L’Aquila si è quindi dovuta muovere in primis per completare il reparto italiani. La prima firma è stata quella dell’accordo triennale con Alessandro Bertini, guardia/ala classe 2002 reduce da una positiva stagione in A2 a Pesaro, in cui ha totalizzato medie da 10.1 punti a partita con ottime percentuali al tiro (57% da 2, 41% da 3). Da capire se questo innesto potrebbe aprire anche ad altri scenari per gli altri giovani pari ruolo italiani attualmente a roster, ovvero Cheickh Niang e Theo Airhienbuwa. Più probabile però che rimangano tutti e tre andando così a formare, insieme ai tre rinnovati sopracitati, il gruppo dei giocatori italiani a disposizione di coach Rossi.
Sciolto, negli ultimi giorni, anche il nodo relativo all’Eurocup: l’Aquila ha ottenuto una nuova licenza per la prestigiosa competizione europea, una vetrina che negli anni ha sempre permesso ai bianconeri di attirare a Trento profili stranieri molto interessanti e giovani di grande prospettiva. Un elemento fondamentale su cui la società punterà per provare nuovamente a mettere a segno qualche “colpaccio” di mercato.
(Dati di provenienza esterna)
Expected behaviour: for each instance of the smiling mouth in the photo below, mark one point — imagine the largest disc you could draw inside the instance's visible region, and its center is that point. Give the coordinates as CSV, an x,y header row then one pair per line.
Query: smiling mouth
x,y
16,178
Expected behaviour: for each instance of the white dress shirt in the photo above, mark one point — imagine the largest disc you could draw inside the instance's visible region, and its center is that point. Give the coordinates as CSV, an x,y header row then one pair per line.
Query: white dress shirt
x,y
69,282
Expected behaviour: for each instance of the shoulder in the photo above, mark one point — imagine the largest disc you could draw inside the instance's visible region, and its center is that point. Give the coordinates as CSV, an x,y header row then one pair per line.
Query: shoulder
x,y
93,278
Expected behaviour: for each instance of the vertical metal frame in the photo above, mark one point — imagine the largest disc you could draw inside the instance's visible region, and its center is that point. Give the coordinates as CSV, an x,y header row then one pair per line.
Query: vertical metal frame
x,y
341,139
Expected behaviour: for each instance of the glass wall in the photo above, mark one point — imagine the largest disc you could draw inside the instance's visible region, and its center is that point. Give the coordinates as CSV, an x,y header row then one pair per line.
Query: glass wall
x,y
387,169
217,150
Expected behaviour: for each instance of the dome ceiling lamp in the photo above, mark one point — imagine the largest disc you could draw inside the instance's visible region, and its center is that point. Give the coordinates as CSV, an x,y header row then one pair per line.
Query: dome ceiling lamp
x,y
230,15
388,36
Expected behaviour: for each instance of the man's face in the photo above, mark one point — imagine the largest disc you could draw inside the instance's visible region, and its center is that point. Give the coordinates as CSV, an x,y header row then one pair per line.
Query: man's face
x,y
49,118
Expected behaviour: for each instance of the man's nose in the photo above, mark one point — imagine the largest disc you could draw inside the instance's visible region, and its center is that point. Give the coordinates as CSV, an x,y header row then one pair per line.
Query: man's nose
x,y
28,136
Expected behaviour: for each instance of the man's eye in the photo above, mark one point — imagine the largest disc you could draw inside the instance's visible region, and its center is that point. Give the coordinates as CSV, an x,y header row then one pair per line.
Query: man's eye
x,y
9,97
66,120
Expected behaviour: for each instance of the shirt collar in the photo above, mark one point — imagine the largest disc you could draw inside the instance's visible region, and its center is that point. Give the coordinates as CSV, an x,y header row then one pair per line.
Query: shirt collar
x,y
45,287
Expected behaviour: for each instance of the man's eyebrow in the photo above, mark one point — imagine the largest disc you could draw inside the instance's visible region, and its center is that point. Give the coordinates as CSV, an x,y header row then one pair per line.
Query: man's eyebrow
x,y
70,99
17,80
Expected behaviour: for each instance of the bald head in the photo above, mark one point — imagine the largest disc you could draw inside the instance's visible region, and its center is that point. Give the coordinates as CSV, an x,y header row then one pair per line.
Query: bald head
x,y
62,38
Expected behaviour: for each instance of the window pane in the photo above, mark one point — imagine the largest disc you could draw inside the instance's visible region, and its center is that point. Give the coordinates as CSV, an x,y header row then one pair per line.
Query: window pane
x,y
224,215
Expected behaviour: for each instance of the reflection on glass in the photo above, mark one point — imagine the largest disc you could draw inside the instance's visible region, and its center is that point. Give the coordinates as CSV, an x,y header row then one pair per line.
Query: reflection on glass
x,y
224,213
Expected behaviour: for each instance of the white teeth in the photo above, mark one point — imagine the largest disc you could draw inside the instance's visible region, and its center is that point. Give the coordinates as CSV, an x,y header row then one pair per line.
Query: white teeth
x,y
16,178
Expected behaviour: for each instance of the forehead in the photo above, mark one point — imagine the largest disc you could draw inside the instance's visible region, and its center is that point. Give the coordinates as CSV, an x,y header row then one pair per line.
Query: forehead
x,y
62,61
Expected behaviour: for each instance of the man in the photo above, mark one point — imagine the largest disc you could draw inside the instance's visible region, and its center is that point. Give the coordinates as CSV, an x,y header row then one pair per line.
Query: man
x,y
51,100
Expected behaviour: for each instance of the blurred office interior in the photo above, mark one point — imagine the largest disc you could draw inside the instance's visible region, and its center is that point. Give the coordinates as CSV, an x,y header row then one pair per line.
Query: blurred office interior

Pochi giorni fa, poi, l’annuncio del primo innesto straniero della nuova Trento: si tratta di Isaiah Bigelow, un’autentica “scommessa” in pieno stile bianconero. Si tratta di un’ala-guardia classe 2000 proveniente da un biennio nel campionato ungherese, dove ha totalizzato medie rispettivamente di 17,1 e 14,2 punti nelle stagioni giocate prima con lo Zalakerámia ZTE KK e poi all’Arconic-Alba Fehérvár. Notevoli i mezzi fisici e atletici quasi più da ala grande che da esterno (201 cm per 93 kg), il tiro da 3 è un fondamentale su cui ancora il prodotto di Wofford e Richmond sta lavorando con discreti progressi. Bigelow, che ha firmato un biennale, porterà sicuramente energia e atletismo in casa bianconera, anche se saranno chiaramente da valutare il suo impatto in un campionato più competitivo di quello ungherese e la sua tenuta con un doppio impegno settimanale.
Rimane da chiarire un’ultima questione, quella riguardante il format che verrà adottato. L’anno scorso, per quella che è stata appena la seconda volta nella sua storia (l’altra era stata nella stagione 2020-2021), l’Aquila ha optato per il 6+6. Una decisione che il ds Gaddo aveva giustificato con la presenza a roster di ben tre italiani under 20, e quindi con la necessità di avere a disposizione un roster più profondo. Quei tre giocatori (Hassan, Niang e Airhienbuwa) sono ancora parte della squadra bianconera, ma sulle spalle hanno un anno di esperienza in più. Bisognerà capire se, nelle valutazioni della società, “basterà” per risparmiarsi un ingaggio straniero (e quindi poter offrire qualcosa di più ad altri giocatori) o se si rimarrà sulla decisione di una squadra più profonda da dare a disposizione del nuovo coach.